Across and within all ASCVD 10-year risk categories, elevated Lp(a) (>105 nmol/L) was associated with a notable rise in the risk of both MACE and MI when compared with lower levels of Lp(a) (<105 nmol/L) as evidenced by adjusted hazard ratios (HRs). For patients in the low-risk category, HRs ranged from 1.15 to 1.55 for MACE and 1.32 to 1.72 for MI. For patients in the intermediate-risk category, HRs ranged from 1.19 to 1.51 for MACE and 1.37 to 1.77 for MI. Finally, for patients in the high-risk category, HRs ranged from 1.12 to 1.55 for MACE and 1.14 to 1.76 for MI.2,3
Overall, higher Lp(a) levels (>105 nmol/L) were associated with a substantial increase in the risk of MACE (range, 12%-55%); and of MI (range, 14%-75%) when compared with levels below 105 nmol/L in this primary prevention population.3
Although Lp(a) is becoming more recognized as a risk factor for ASCVD, gaps in knowledge exist which must be addressed to further clinician understanding of its pathogenesis. For example, the causes of variation in plasma levels across different ethnicities are not fully understood. In addition, a complete understanding of apolipoprotein(a) synthesis, Lp(a) particle assembly, and the mechanism of clearance from circulation has not been achieved.4 The current study results provide insights on the observed impact of Lp(a) on MACE across ASCVD risk categories; however, certain limitations were acknowledged by the investigators.
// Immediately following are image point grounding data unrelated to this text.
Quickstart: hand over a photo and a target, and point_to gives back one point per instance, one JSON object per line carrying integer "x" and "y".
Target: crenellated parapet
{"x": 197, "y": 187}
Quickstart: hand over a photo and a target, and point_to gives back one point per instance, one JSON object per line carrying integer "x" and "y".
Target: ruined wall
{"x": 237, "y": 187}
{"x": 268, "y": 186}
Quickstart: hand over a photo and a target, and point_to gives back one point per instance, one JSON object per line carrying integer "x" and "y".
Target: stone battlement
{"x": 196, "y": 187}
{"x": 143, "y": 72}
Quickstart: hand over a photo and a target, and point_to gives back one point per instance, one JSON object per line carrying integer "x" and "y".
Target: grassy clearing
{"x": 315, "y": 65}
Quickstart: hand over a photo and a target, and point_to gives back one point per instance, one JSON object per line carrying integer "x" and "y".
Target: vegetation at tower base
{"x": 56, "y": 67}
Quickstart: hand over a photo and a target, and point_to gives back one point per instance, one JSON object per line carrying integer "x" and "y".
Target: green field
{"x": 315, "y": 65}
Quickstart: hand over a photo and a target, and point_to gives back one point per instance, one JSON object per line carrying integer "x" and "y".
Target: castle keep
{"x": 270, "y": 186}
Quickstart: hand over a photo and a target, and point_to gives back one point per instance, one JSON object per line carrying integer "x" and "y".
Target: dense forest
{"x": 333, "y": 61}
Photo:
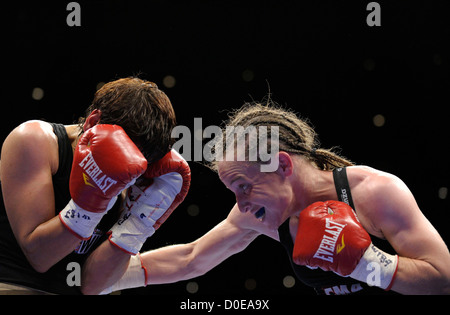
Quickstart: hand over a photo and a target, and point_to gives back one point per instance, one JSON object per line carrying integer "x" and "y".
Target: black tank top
{"x": 14, "y": 267}
{"x": 327, "y": 282}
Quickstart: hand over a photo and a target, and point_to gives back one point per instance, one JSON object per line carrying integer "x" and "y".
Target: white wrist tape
{"x": 135, "y": 276}
{"x": 143, "y": 209}
{"x": 376, "y": 268}
{"x": 79, "y": 221}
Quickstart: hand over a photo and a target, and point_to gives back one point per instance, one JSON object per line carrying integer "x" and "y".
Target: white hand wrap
{"x": 80, "y": 222}
{"x": 376, "y": 268}
{"x": 135, "y": 276}
{"x": 143, "y": 207}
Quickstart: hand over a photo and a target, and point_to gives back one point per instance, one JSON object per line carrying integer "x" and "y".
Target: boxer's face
{"x": 255, "y": 189}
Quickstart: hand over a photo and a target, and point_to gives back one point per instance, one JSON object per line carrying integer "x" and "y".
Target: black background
{"x": 319, "y": 58}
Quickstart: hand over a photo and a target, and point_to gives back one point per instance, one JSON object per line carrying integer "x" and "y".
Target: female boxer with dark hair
{"x": 359, "y": 228}
{"x": 58, "y": 182}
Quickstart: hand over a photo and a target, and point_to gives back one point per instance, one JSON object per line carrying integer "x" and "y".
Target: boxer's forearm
{"x": 420, "y": 277}
{"x": 103, "y": 268}
{"x": 47, "y": 244}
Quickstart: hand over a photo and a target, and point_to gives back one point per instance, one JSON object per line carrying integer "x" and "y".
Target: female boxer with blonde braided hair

For instance, the applicability of the 10-year ASCVD risk calculator is restricted to patients of Black or White ethnicities, reducing the ability to generalize study design and results to other ethnicities. Also, the authors note the existence of healthy volunteer bias in the study population from the UK Biobank, further limiting generalizability.3
Screening of Lp(a) levels is uncommon. It is not included in routine blood panels and thus the majority of patients are not screened.4 The results of a large observational study of 6 academic health systems in California from 2012 to 2021 revealed that only 0.3% of adults had been tested for Lp(a). Among patients with a personal or family history of CVD, Lp(a) testing was extremely low (< 4% and 3.3%, respectively).1 The American College of Cardiology and American Heart Association guidelines recommend measurement of Lp(a) levels as a risk-enhancing factor for the primary prevention of ASCVD, especially if individuals have a known personal or family history of heart disease.4,5 Nearly a quarter of people worldwide are estimated to have elevated Lp(a)—defined as greater than 50 mg/dL or 125 nmo/L.1,5 Many of these patients are asymptomatic, remaining unaware of their condition.
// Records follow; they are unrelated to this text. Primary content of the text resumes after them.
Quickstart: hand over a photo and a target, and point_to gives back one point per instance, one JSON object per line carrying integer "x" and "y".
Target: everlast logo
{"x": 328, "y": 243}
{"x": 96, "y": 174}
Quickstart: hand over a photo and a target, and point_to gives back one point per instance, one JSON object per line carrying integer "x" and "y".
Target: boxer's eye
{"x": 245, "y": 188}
Patients with elevated Lp(a) are at significantly higher risk of composite MACE and MI, regardless of their ASCVD 10-year risk score. In the study by Benbow et al, in all 3 ASCVD risk categories (low, intermediate, high), Lp(a) levels were the primary determinant of MACE or MI. Further understanding of its pathogenesis and awareness of Lp(a) levels is important to inform decision-making regarding treatment and risk management among clinicians. The underutilization of Lp(a) screening may be a missed opportunity to improve cardiovascular outcomes for patients. Screening of family members of individuals with elevated Lp(a) levels may also prove beneficial in identifying additional patients due to its genetic nature. Incorporating elevated Lp(a) levels into an individual’s ASCVD risk assessment during routine clinical practice could enhance risk predication and provide more informed guidance for follow-up disease management.